Cheaper currencies would help out most of the developed world's economies boost their exports, and eventually improve their health. However, currencies cannot all decline together; strength and weakness are relative terms. The one nation that needs a stronger currency, China, has political reasons for doing nothing to change the current rate. So, it was no surprise when this week-end's IMF finance ministers meeting ended with no real progress on currency rates.

Part of the problem is the low interest rates in the US, Japan, UK and eurozone. These are designed to keep domestic demand from shriveling up and blowing away, but the side effect is they send a lot of capital to emerging markets in search of a greater return on investment. That makes currencies in emerging markets rise. That, in turn, results in policy moves in those markets that could be harmful to the global economy as a whole. Reuters reports, "Brazil has doubled a tax on foreign purchases of local bonds. South Korea has warned of new trading limits, and India has said it may intervene in currency markets."

In the US, political pressure is increasing to make China do something to increase the value of the yuan. Democratic Senator Jack Reed of Rhode Island told Bloomberg Television's "Political Capital with Al Hunt" that the Senate may consider a lame-duck session to address the issue. On the fringes, there is talk of tariffs against China to balance out the overly weak yuan. A trade war would almost certainly follow.

So, the question is what can be done? IMF Managing Director Dominique Strauss-Kahn has been given the job of reporting on how policies in one area affect currencies in another.
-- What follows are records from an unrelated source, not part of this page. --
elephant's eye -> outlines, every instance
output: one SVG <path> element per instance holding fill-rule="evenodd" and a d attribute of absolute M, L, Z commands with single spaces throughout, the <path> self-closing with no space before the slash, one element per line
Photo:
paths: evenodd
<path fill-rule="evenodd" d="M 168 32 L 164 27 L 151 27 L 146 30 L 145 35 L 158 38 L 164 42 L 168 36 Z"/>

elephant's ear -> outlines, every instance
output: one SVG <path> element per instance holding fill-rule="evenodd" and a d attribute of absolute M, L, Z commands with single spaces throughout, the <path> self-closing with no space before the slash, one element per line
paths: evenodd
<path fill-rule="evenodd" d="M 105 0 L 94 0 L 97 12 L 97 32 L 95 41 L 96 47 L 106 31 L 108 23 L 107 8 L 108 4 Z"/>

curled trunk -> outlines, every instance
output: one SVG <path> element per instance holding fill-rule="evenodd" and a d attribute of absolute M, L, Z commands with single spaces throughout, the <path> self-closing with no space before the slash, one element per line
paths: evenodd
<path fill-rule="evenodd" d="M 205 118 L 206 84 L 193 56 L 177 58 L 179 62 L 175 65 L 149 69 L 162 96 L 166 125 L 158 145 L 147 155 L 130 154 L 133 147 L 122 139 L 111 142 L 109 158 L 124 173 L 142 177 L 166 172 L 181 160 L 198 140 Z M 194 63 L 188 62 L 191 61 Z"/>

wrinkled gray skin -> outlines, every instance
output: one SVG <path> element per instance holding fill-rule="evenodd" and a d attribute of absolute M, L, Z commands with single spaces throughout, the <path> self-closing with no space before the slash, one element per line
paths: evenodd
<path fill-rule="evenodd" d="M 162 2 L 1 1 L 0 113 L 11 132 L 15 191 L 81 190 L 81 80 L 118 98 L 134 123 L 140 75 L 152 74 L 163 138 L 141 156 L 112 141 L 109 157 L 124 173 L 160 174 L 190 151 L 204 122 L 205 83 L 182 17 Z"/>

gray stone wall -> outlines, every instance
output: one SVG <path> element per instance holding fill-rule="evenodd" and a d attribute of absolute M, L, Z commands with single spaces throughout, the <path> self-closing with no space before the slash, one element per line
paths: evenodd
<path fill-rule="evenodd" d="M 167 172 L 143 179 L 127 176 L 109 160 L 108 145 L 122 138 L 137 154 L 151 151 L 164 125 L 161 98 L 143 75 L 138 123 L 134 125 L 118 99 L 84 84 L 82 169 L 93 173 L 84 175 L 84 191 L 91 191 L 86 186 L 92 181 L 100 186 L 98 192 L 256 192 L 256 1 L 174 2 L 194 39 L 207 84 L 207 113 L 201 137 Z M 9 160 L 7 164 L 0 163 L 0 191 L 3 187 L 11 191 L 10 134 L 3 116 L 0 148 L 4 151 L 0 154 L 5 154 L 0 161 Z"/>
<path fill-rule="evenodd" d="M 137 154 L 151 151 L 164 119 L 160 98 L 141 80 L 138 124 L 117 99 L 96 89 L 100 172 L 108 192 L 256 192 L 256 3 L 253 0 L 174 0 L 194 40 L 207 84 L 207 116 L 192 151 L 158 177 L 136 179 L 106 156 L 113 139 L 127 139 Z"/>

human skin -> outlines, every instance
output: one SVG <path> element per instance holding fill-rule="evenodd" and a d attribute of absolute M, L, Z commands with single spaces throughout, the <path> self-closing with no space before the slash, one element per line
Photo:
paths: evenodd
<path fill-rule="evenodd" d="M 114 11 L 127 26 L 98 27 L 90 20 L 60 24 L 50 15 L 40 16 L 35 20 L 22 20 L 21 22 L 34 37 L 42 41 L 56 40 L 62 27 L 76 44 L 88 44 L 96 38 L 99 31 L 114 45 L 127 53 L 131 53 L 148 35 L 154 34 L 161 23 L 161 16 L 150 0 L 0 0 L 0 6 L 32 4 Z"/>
These reports will cover the US, China, the UK and the euro area. "The need to have this kind of spillover report has been discussed for months and now it's part of our toolbox," the director said.

Unfortunately, the IMF hasn't exactly covered itself in glory when dealing with similar issues in the past. In 2006, the IMF oversaw efforts to rebalance the global economy. The lack of success speaks for itself. In addition, China has been more than reluctant to accept the fund's suggestions in the past.

The next chance to get something done comes next month in Seoul, when the G-20 meets. However, the G-20 is probably too big a venue to get the kind of results the world needs. Given the choice between muddling through and taking action, the G-20 is likely to opt for the former. That is preferable to policy actions that make things worse, but it is hardly an inspiring prospect. The truth is that more pain lies ahead, and politicians the world over are trying to ensure that their constituents don't suffer, which more or less means everyone will suffer more than is necessary for longer than needed.